The commander gave Jack an agitated smile.
“Listen, Jack. I know this might be a little hard to take, but you’ll understand why I put Argus in charge when the time comes,” he pointed to the other Eteea machines. “And you get a machine, just not the most powerful one. That goes to the True Soul.”
“But, my dad made it…for me,” Jack sniffled.
“He did make it,” Commander Klein said. “But not for you. Now, we’ve gone through a lot of trouble to find the other machines, and your father has been working very hard to get them running again. For you. For all of us.”
“But what about Takota? He’s my friend. My protector.”

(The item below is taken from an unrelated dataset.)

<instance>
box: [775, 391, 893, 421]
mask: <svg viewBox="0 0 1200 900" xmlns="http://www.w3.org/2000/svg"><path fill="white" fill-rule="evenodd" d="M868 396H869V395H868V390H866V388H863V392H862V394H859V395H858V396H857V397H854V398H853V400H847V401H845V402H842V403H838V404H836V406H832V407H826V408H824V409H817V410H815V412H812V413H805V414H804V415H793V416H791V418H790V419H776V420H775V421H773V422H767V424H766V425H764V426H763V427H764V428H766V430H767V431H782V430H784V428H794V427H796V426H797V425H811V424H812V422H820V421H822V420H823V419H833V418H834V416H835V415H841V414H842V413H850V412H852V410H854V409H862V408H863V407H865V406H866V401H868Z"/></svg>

The commander shook his head. “I’m sorry, Jack. But you don’t need to be worried. We’ll find your protector.”
SEVENTEEN
IN THE ROOM CALLED the Connections Center, which looked like a giant circular auditorium, Jack was stricken by the amazing technology which, to the commander’s staff and other personnel, was commonplace. Jack had gotten used to holographic monitors and sleek, simple control panels with no physical buttons to press or wires to plug in, but only in his dad’s tiny lab. This room was like taking Ben’s ideas and equipment then blowing it up to a massive scale. Dozens of reclining chairs, much like that in a theater, arraigned in circles, faced a large display in the center, with several suspended, holographic monitors showing various locales around the globe.
Amelia sought Jack out and placed herself in the neighboring seat. He wanted to move, but his mom and dad boxed him in. The Tanakee were there too, though at that moment Jack felt all alone.